Des applications émergentes à l'origine de nouveaux types
La capture du carbone nécessite des tamis présentant une sélectivité CO₂/N₂ sans précédent à de faibles pressions partielles — un défi que les modèles commerciaux existants ne relèvent que partiellement. La production de carburant aérien durable (SAF) requiert des catalyseurs d’isomérisation dans lesquels le tamis moléculaire sert à la fois d’adsorbant et de support de catalyseur, fonctionnant dans des conditions hydrothermiques agressives. La valorisation du biogaz en biométhane nécessite des tamis capables de séparer le CO₂ du CH₄ dans des environnements à forte humidité et à forte teneur en H₂S. Et à mesure que la fabrication de batteries lithium-ion prend de l’ampleur à l’échelle mondiale, la déshydratation de l’électrolyte jusqu’à des niveaux d’humidité inférieurs à 10 ppm devient un critère de qualité que seuls des tamis moléculaires haute performance peuvent satisfaire.
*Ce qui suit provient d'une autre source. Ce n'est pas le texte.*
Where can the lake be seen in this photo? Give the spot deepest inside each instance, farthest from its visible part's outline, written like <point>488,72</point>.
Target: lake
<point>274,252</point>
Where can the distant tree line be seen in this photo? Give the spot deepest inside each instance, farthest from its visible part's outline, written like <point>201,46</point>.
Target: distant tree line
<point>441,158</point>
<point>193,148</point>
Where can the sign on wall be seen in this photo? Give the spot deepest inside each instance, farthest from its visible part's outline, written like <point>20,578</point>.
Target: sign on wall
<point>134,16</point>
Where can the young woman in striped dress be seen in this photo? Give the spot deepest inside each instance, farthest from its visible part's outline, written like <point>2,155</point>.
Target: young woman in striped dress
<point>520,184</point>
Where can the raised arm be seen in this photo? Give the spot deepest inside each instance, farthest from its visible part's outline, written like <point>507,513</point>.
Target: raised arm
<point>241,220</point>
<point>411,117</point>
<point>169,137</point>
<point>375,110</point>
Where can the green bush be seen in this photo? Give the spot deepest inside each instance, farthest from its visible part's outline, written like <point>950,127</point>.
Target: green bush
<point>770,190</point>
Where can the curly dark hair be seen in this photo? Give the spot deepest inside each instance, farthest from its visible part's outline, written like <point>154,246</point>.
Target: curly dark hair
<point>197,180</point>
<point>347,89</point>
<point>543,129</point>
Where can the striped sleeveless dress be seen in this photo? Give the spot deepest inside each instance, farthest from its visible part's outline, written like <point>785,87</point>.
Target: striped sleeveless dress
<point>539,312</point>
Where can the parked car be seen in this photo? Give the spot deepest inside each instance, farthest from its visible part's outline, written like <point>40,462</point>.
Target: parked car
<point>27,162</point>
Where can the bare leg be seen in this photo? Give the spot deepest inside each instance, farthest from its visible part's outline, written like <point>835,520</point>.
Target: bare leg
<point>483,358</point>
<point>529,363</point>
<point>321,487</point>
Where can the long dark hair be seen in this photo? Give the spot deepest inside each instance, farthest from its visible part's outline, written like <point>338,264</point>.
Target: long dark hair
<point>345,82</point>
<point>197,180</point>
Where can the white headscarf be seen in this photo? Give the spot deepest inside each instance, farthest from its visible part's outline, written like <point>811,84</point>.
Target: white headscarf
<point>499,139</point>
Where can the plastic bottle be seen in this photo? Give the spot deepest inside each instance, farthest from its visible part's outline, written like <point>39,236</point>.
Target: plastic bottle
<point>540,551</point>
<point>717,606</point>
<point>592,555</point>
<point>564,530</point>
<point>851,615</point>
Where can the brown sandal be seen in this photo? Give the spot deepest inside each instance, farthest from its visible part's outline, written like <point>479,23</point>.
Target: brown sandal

Le point commun : les tamis 3A–13X disponibles dans le commerce ne suffisent plus. Les tamis moléculaires de nouvelle génération sont conçus au niveau cristallin — compositions cationiques ajustées, rapports Si/Al optimisés et morphologies cristallines sur mesure — afin de répondre à des spécifications de performance qui n’existaient pas il y a dix ans. Les fabricants disposant d’une infrastructure de R&D interne et capables de passer de la synthèse en laboratoire aux essais à l’échelle pilote, puis à la production à grande échelle, définiront à quoi ressemblera la liste des « types de tamis moléculaires » dans dix ans.